Nishimura, le narrateur, est un pickpocket doué qui revient à Tokyo. Après une grosse affaire dont on n'apprendra les ressorts qu'à mi-roman, Nishimura, qui depuis n'a plus revu son complice Ishikawa, erre dans les rues de la capitale en détroussant les plus riches. Mais son insouciance ne tardera pas à disparaître avec la venue de Kizaki, un dangereux chef de gang organisé.

Tiraillé entre sa volonté de s'en sortir, de faire le bien en venant en aide à un enfant dont il se prend d'affection, et la vie qu'il a toujours mené et à laquelle il s'est acclimaté, Nishimura glissera lentement vers son inéluctable destin.

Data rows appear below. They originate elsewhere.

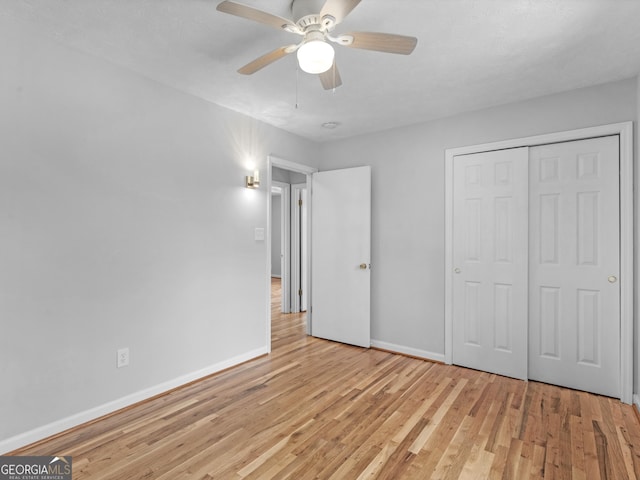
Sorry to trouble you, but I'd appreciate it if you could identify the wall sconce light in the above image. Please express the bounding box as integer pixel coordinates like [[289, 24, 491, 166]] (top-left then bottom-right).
[[245, 170, 260, 189]]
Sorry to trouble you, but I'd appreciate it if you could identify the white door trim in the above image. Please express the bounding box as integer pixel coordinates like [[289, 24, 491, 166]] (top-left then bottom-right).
[[291, 182, 307, 313], [444, 121, 633, 403], [267, 155, 318, 348]]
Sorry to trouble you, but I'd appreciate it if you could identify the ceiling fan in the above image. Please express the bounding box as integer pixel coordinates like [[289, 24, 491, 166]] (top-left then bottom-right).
[[216, 0, 418, 90]]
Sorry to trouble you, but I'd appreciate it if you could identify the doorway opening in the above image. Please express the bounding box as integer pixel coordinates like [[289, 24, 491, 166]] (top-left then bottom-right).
[[267, 156, 317, 350], [271, 181, 290, 314]]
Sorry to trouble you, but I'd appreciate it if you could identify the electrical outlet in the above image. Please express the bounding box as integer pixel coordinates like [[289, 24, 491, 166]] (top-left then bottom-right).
[[117, 348, 129, 368]]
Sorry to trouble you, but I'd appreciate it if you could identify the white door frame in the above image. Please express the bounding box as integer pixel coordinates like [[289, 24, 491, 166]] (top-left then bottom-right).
[[266, 156, 318, 349], [291, 182, 307, 313], [444, 121, 633, 403], [272, 181, 291, 313]]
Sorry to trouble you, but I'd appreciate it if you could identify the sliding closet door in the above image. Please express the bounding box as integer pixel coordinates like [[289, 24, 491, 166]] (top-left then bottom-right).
[[452, 148, 529, 380], [529, 136, 620, 397]]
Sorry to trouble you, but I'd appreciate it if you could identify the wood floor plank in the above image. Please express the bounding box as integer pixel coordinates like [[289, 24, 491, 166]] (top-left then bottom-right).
[[569, 414, 586, 480], [8, 277, 640, 479], [614, 401, 640, 478], [530, 444, 547, 479], [455, 442, 495, 479], [408, 378, 468, 454]]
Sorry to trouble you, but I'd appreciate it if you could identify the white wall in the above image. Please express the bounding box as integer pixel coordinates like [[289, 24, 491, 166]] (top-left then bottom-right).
[[0, 19, 319, 449], [319, 78, 638, 361]]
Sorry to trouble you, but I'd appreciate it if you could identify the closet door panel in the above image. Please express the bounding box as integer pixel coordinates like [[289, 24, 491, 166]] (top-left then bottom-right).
[[452, 148, 529, 380], [529, 136, 620, 398]]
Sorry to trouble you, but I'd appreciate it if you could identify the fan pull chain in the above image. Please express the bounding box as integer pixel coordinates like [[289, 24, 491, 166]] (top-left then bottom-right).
[[332, 62, 336, 94], [295, 63, 299, 109]]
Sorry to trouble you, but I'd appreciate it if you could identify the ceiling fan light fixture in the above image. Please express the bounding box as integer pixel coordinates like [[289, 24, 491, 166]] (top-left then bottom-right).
[[216, 0, 418, 88], [297, 38, 335, 74]]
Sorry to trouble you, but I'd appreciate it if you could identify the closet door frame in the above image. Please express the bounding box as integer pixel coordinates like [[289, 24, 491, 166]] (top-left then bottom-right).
[[444, 121, 633, 403]]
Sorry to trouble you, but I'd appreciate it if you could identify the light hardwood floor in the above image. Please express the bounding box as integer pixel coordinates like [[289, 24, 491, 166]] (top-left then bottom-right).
[[11, 278, 640, 479]]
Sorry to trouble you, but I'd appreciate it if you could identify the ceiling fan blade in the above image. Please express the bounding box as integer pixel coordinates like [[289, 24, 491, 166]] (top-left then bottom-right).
[[238, 46, 295, 75], [319, 62, 343, 90], [320, 0, 362, 25], [217, 1, 299, 33], [343, 32, 417, 55]]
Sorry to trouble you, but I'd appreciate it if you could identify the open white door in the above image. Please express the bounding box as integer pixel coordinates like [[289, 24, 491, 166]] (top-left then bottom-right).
[[311, 166, 371, 348]]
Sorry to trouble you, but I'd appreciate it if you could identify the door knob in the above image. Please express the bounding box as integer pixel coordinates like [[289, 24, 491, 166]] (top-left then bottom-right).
[[454, 268, 461, 274], [608, 275, 617, 283], [359, 263, 368, 269]]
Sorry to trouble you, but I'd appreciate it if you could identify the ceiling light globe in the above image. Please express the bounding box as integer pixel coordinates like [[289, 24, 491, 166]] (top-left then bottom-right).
[[297, 40, 335, 74]]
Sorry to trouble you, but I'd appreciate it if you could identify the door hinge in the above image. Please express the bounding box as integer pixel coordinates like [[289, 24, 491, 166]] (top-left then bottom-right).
[[298, 289, 302, 296], [298, 199, 303, 206]]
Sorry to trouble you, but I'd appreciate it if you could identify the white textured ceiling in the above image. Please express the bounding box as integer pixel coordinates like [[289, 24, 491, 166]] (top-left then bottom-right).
[[3, 0, 640, 142]]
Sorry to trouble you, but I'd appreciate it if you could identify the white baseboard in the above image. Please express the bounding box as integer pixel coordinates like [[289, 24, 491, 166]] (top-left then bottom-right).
[[633, 394, 640, 412], [271, 275, 281, 279], [370, 340, 445, 363], [0, 346, 268, 454]]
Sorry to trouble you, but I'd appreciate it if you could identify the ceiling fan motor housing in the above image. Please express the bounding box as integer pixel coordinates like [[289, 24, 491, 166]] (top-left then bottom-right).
[[291, 0, 334, 30]]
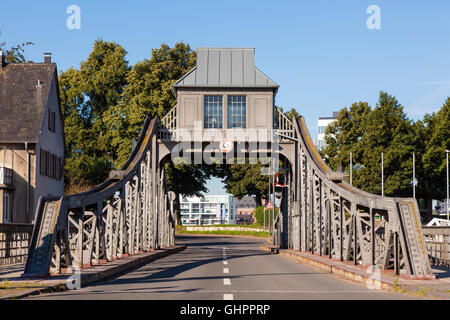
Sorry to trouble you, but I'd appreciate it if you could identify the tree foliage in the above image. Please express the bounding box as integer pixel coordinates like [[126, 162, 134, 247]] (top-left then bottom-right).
[[104, 42, 196, 168], [321, 92, 450, 205], [0, 39, 34, 63], [59, 40, 130, 191]]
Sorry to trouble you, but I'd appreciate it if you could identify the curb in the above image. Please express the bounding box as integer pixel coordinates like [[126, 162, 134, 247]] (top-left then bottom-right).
[[3, 245, 186, 300], [261, 246, 450, 299], [261, 245, 397, 292]]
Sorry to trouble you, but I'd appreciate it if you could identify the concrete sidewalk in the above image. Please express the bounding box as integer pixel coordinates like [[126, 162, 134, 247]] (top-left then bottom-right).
[[0, 245, 186, 300], [262, 245, 450, 299]]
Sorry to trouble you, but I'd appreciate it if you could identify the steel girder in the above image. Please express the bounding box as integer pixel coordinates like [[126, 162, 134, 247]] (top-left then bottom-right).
[[23, 119, 176, 277], [274, 118, 433, 277]]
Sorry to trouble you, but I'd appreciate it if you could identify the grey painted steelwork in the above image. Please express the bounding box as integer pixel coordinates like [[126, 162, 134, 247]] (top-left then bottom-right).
[[272, 116, 433, 277], [23, 47, 433, 278], [0, 223, 33, 265], [23, 111, 434, 277], [23, 119, 175, 277], [422, 226, 450, 267]]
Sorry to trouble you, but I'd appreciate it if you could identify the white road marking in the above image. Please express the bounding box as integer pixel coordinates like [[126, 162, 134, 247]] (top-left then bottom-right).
[[223, 261, 228, 265], [224, 278, 231, 285], [223, 268, 229, 273], [223, 294, 234, 300]]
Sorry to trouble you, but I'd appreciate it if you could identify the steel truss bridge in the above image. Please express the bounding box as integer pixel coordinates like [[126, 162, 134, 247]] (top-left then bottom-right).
[[23, 109, 433, 278]]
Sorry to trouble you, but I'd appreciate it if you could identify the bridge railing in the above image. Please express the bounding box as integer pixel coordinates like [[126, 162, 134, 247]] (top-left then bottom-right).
[[0, 223, 33, 265], [23, 118, 176, 277], [422, 226, 450, 267], [275, 107, 296, 141], [159, 104, 177, 140]]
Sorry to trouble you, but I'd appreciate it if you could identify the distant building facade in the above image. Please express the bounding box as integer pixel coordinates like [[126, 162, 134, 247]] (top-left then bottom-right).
[[236, 196, 256, 225], [180, 194, 237, 225], [317, 111, 339, 149], [0, 51, 65, 223]]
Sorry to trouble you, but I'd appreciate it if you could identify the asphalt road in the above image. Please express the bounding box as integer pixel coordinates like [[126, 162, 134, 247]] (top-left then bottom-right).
[[26, 235, 420, 300]]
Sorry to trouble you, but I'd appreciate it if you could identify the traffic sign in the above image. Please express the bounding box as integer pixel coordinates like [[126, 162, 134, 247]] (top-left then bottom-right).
[[265, 201, 274, 210]]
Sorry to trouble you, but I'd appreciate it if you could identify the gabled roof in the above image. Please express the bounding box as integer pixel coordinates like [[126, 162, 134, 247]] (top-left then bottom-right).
[[0, 62, 58, 143], [172, 48, 279, 94]]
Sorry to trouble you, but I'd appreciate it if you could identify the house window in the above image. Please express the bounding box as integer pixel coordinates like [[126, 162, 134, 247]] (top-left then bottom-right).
[[3, 192, 11, 223], [204, 95, 223, 128], [40, 148, 62, 180], [228, 95, 246, 128], [48, 110, 56, 133]]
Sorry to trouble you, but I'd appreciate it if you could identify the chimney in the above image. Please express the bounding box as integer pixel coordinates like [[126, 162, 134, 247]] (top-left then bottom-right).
[[0, 49, 5, 68], [44, 52, 52, 63]]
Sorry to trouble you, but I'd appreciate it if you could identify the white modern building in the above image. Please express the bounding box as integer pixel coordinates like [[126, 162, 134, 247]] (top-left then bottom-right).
[[180, 194, 237, 225], [317, 111, 339, 150]]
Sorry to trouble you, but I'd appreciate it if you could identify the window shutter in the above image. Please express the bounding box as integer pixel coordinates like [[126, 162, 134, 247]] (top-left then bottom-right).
[[48, 110, 56, 132], [46, 151, 50, 177], [40, 149, 45, 175], [55, 156, 60, 180], [60, 157, 64, 180]]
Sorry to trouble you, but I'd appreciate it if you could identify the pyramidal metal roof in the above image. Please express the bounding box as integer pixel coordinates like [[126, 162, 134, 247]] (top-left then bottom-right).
[[172, 48, 279, 93]]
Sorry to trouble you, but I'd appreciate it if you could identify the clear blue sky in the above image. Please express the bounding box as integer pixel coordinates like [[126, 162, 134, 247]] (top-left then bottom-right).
[[1, 1, 449, 194]]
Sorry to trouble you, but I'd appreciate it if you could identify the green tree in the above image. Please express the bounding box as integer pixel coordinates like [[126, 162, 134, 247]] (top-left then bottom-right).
[[321, 101, 371, 175], [420, 98, 450, 201], [59, 40, 129, 192], [322, 92, 416, 197], [104, 42, 196, 167], [222, 160, 277, 206], [0, 40, 34, 63], [284, 107, 301, 120], [165, 162, 212, 225]]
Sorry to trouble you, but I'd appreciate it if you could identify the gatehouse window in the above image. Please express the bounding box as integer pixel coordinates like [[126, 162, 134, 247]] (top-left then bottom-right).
[[227, 95, 246, 128], [204, 95, 223, 128]]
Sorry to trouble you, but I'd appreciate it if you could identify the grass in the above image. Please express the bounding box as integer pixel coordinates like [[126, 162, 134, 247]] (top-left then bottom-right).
[[181, 224, 265, 229], [176, 225, 269, 238], [393, 276, 433, 297], [0, 279, 46, 290]]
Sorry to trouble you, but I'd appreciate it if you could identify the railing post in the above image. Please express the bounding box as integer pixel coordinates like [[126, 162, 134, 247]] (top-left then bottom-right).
[[319, 180, 323, 256], [328, 200, 332, 259], [340, 197, 343, 262], [5, 225, 11, 260], [444, 234, 449, 260], [394, 232, 399, 275], [353, 215, 357, 265], [370, 208, 375, 266]]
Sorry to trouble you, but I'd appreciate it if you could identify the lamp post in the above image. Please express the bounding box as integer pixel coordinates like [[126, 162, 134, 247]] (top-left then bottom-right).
[[413, 152, 415, 199], [350, 151, 353, 186], [446, 150, 449, 221], [381, 152, 384, 197]]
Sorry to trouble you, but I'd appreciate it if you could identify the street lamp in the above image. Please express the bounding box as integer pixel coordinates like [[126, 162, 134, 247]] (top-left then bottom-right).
[[350, 151, 353, 186], [413, 152, 415, 199], [381, 152, 384, 197], [446, 150, 449, 221]]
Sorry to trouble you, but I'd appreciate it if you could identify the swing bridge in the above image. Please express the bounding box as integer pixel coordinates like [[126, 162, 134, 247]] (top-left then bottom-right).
[[22, 47, 433, 279]]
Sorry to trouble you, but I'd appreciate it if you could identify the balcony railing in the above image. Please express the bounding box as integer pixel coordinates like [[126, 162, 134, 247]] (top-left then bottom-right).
[[0, 167, 12, 185]]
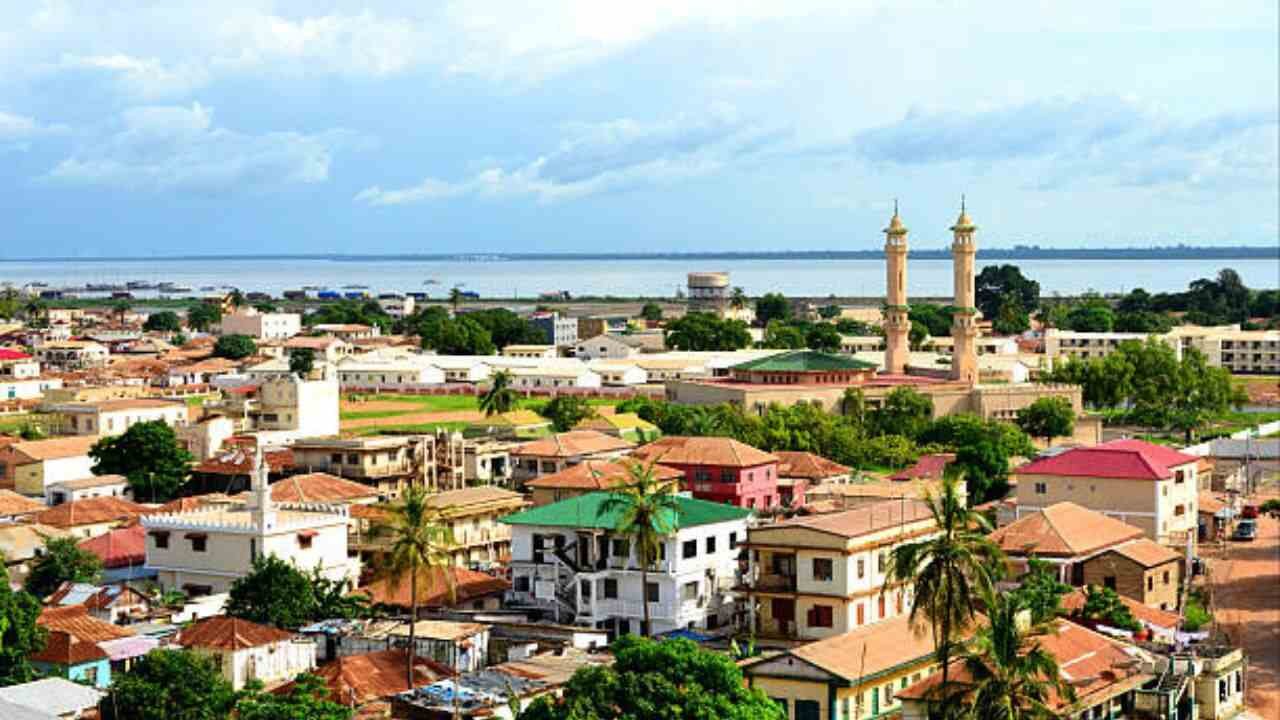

"La pluie, comme si elle me déniait le choix de sortir, tombe sans relâche. Je pense à l'immensité des nuages, et à l'espace dans lequel je me trouve à présent. Comme pour protester, j'attrape mon paquet de cigarettes, enfile des chaussettes, ouvre la mince porte en bois et sors."

L'écriture de Nakamura est agréable. À la fois douce et intrigante, elle livre un peu de poésie et beaucoup de mystère. Les personnages sont tous énigmatiques et on n'en apprend davantage sur eux qu'au fur et à mesure de la lecture. Même en refermant ce "Pickpocket" des zones d'ombres subsisteront. La nostalgie d'un temps révolu, d'une certaine idée de gâchis ou de perte, marque les pages de ce court roman.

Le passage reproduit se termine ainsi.